While the association of EGFR mutations (and ALK rearrangements, for that matter) with adenocarcinoma histology is well established, it's less clear that the prevalence of EGFR mutations in other non-squamous histologies ranging from large cell NSCLC to "poorly differentiated, NSCLC not otherwise specified" is very high, but the NCCN group felt that the evidence was most sufficient to say that the probability of having an EGFR mutation in squamous NSCLC was low enough to not include them for immediate testing.

And by the way, why is it important to consider reflex testing vs. just waiting for an oncologist to order these tests? Because there can be a lag time of a few weeks between the first time a tissue diagnosis of NSCLC is established and the time an oncologist sees a patient and makes recommendations. If someone's tissue is sent for testing right at diagnosis, then sees an oncologist two weeks later, the time required for the test (typically in the range of 1-2 weeks, and sometimes longer) doesn't need to be added after the patient sees the oncologist. This means that fewer patients need to wait for a few weeks to get the best recommendation of what treatment to start.

Even though everyone in our group agreed on several of the principles, here were a few of the questions that were discussed, and some without a clear answer yet:

1) Do we definitely test all patients with non-squamous NSCLC, even if patients with a large cell or very poorly differentiated NSCLC probably have a very low probability of having a mutation?
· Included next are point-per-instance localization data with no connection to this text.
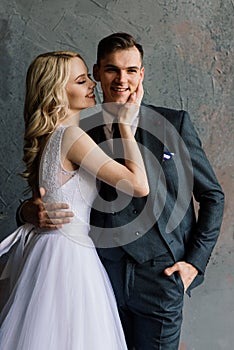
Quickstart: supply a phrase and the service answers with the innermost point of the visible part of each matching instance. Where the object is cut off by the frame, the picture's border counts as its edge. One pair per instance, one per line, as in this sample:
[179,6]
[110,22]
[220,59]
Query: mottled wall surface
[189,65]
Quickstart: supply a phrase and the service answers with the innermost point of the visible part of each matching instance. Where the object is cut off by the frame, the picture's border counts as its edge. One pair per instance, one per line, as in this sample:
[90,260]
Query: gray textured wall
[189,57]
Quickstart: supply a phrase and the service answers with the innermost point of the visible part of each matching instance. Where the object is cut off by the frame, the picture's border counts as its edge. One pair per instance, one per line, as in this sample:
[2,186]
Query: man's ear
[96,74]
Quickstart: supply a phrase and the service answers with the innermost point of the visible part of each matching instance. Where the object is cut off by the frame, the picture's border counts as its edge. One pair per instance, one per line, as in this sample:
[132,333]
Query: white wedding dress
[61,297]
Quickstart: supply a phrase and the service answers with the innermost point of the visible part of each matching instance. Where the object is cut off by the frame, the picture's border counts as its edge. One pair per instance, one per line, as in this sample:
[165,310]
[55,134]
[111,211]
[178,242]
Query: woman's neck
[71,120]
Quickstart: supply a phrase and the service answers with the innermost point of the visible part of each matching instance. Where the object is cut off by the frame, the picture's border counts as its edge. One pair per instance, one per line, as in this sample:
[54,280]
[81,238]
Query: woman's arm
[78,148]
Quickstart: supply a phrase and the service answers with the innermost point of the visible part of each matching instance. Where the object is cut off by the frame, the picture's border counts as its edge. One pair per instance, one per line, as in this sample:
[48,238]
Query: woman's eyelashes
[83,81]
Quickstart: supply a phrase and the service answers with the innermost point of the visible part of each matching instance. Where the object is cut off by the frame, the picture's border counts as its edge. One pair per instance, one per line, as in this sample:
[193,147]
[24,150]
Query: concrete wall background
[189,64]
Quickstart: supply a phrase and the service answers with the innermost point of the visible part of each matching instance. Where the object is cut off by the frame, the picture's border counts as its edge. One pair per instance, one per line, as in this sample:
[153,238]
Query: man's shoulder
[174,116]
[167,112]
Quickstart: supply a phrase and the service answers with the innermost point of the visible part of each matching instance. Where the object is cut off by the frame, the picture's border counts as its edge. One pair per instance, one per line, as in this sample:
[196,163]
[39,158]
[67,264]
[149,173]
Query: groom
[153,248]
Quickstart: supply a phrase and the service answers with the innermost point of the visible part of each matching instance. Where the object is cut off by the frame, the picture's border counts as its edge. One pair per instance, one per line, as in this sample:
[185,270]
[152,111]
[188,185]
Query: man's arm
[43,215]
[209,195]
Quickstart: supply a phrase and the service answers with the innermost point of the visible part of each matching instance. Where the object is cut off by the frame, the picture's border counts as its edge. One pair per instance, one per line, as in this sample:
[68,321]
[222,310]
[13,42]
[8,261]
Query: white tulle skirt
[61,300]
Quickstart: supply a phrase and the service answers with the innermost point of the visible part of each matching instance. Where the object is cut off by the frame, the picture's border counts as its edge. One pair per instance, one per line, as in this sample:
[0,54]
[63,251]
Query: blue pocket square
[168,155]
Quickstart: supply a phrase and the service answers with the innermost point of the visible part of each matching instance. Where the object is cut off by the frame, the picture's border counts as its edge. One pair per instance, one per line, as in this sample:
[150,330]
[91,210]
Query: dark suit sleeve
[18,217]
[208,193]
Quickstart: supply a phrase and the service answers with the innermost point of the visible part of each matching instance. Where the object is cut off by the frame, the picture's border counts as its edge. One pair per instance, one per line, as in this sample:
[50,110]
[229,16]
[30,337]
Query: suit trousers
[149,302]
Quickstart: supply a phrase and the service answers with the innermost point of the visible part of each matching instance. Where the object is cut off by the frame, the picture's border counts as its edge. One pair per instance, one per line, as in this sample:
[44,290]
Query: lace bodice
[77,188]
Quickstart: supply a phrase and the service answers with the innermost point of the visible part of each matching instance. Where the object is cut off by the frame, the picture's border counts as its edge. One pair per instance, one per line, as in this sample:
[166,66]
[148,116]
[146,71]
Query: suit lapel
[152,135]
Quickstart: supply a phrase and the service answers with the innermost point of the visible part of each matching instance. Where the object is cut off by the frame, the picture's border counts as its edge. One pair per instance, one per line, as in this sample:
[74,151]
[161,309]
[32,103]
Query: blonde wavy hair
[46,105]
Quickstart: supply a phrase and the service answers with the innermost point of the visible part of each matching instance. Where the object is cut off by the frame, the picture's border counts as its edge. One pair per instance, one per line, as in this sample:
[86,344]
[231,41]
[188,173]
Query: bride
[61,297]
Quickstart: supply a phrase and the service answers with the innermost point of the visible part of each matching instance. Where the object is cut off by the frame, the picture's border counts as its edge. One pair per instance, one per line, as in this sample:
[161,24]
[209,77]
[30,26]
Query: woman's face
[80,87]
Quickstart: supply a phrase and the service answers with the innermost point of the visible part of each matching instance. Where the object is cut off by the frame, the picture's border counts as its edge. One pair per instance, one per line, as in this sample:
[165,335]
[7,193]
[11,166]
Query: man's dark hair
[115,42]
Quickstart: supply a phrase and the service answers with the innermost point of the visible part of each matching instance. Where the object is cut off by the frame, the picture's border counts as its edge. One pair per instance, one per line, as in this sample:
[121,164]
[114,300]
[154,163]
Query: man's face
[119,74]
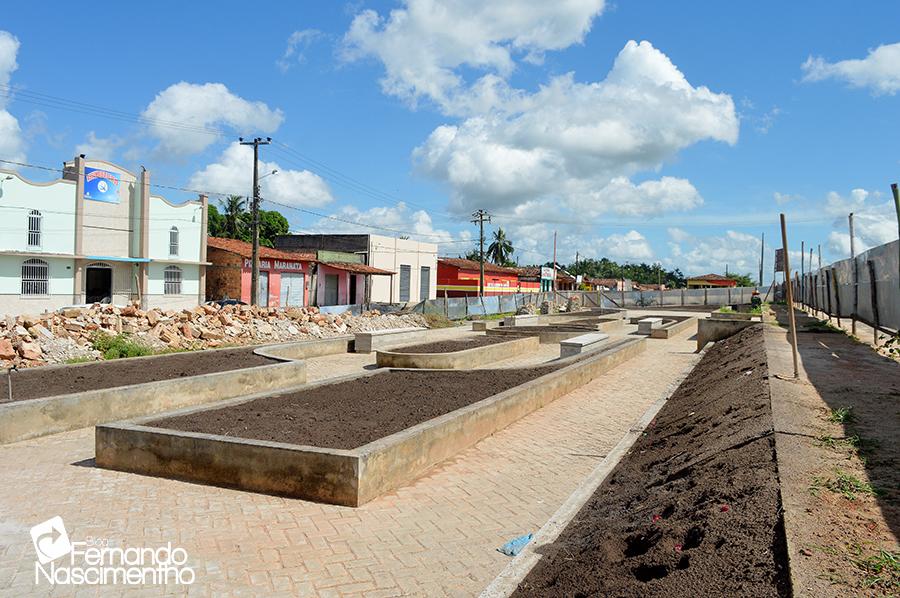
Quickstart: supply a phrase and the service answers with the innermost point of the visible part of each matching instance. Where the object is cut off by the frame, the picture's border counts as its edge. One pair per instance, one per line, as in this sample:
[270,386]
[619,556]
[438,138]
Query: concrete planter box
[546,334]
[582,344]
[307,349]
[523,320]
[732,315]
[369,342]
[712,330]
[482,325]
[343,477]
[31,418]
[458,360]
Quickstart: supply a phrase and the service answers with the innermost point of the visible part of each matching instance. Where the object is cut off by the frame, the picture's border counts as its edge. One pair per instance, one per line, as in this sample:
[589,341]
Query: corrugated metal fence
[867,286]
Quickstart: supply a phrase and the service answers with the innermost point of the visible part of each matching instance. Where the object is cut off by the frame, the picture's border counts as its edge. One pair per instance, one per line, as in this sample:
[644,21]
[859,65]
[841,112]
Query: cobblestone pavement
[435,537]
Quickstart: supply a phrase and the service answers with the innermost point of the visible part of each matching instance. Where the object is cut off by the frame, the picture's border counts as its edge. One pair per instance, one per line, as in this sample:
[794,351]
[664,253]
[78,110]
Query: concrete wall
[344,477]
[458,360]
[21,420]
[55,201]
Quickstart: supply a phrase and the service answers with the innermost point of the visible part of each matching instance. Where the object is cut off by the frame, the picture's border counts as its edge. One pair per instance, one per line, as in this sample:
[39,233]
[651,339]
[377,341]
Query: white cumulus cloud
[233,174]
[874,221]
[297,44]
[204,106]
[424,44]
[12,145]
[578,142]
[879,71]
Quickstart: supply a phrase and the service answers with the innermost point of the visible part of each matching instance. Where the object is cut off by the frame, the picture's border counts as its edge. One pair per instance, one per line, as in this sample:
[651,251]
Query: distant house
[710,281]
[459,277]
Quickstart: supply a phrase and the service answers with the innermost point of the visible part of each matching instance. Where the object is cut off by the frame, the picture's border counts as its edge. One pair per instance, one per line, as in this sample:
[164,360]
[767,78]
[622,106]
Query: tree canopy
[233,222]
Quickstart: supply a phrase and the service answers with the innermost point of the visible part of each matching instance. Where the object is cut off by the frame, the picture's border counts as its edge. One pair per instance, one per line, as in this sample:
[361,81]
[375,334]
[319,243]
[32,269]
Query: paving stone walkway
[435,537]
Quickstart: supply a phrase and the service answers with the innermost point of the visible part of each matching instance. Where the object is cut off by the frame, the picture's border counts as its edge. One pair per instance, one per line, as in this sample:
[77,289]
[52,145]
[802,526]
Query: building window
[34,228]
[172,281]
[35,278]
[173,240]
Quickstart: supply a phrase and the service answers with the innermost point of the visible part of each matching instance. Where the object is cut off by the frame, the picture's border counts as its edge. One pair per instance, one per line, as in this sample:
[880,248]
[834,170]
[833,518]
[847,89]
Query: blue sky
[640,131]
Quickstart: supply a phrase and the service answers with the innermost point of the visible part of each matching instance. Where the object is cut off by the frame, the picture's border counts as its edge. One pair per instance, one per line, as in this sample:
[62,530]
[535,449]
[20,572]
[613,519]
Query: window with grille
[172,281]
[35,277]
[34,228]
[173,240]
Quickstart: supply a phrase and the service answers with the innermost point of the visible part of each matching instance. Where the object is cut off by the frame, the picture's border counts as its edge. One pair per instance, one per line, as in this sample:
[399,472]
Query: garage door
[292,290]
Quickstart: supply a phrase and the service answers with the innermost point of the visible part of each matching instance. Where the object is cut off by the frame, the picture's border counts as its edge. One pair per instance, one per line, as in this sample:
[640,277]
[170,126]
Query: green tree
[234,217]
[743,280]
[215,222]
[501,249]
[271,224]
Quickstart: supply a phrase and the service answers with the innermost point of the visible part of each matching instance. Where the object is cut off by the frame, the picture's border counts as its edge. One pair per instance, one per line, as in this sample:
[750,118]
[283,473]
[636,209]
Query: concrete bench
[369,342]
[581,344]
[647,325]
[522,320]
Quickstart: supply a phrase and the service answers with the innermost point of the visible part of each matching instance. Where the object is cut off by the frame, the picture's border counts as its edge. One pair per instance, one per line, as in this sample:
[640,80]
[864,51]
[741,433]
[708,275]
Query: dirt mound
[694,508]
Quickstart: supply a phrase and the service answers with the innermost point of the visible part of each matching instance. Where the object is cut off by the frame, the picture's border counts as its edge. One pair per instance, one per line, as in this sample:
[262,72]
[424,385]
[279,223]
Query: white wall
[55,201]
[389,253]
[187,217]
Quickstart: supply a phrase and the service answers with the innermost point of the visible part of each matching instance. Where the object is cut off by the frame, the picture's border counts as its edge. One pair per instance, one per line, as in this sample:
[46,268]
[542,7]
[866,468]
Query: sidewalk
[436,537]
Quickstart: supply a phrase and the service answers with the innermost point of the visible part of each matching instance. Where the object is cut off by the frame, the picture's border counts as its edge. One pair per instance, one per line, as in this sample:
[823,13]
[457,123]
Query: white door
[263,289]
[292,290]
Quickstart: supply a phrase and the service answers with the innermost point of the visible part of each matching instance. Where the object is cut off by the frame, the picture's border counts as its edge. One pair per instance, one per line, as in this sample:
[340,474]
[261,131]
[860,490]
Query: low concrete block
[367,342]
[344,477]
[458,360]
[307,349]
[582,344]
[523,320]
[647,325]
[712,330]
[21,420]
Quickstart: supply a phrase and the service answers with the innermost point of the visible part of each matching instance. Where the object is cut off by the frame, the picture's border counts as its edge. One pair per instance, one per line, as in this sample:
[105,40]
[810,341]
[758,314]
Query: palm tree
[233,215]
[500,250]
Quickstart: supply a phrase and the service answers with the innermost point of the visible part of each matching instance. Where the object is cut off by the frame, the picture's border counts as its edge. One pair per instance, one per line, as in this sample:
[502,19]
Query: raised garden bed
[347,441]
[693,508]
[547,334]
[457,354]
[671,325]
[53,399]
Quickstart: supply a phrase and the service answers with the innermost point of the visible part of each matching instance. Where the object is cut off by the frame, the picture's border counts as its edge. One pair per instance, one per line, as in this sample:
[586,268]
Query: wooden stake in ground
[790,297]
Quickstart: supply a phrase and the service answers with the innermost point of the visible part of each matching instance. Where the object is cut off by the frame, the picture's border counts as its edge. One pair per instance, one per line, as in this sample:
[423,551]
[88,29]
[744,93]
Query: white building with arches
[98,235]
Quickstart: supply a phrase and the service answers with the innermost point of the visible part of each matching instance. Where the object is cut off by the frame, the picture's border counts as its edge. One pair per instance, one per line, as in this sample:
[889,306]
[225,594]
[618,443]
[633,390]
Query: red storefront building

2) In patients who don't have enough tissue, in which patients will we feel strongly enough about getting tissue testing that we'd push for an extra biopsy, with the added time, expense, and (minimal, but some) risk that this would entail?

3) Do we test patients with earlier stages of NSCLC, either in consideration of immediate management or to just have the information quickly if their cancer progresses?

4) Do we jusy test for EGFR, which is the only one specified in the guidelines, or do we also include KRAS and ALK testing? Others that are less established?

5) Will insurers pay for these tests? If not, will patients accept the costs, which can exceed $1000 for just a few tests?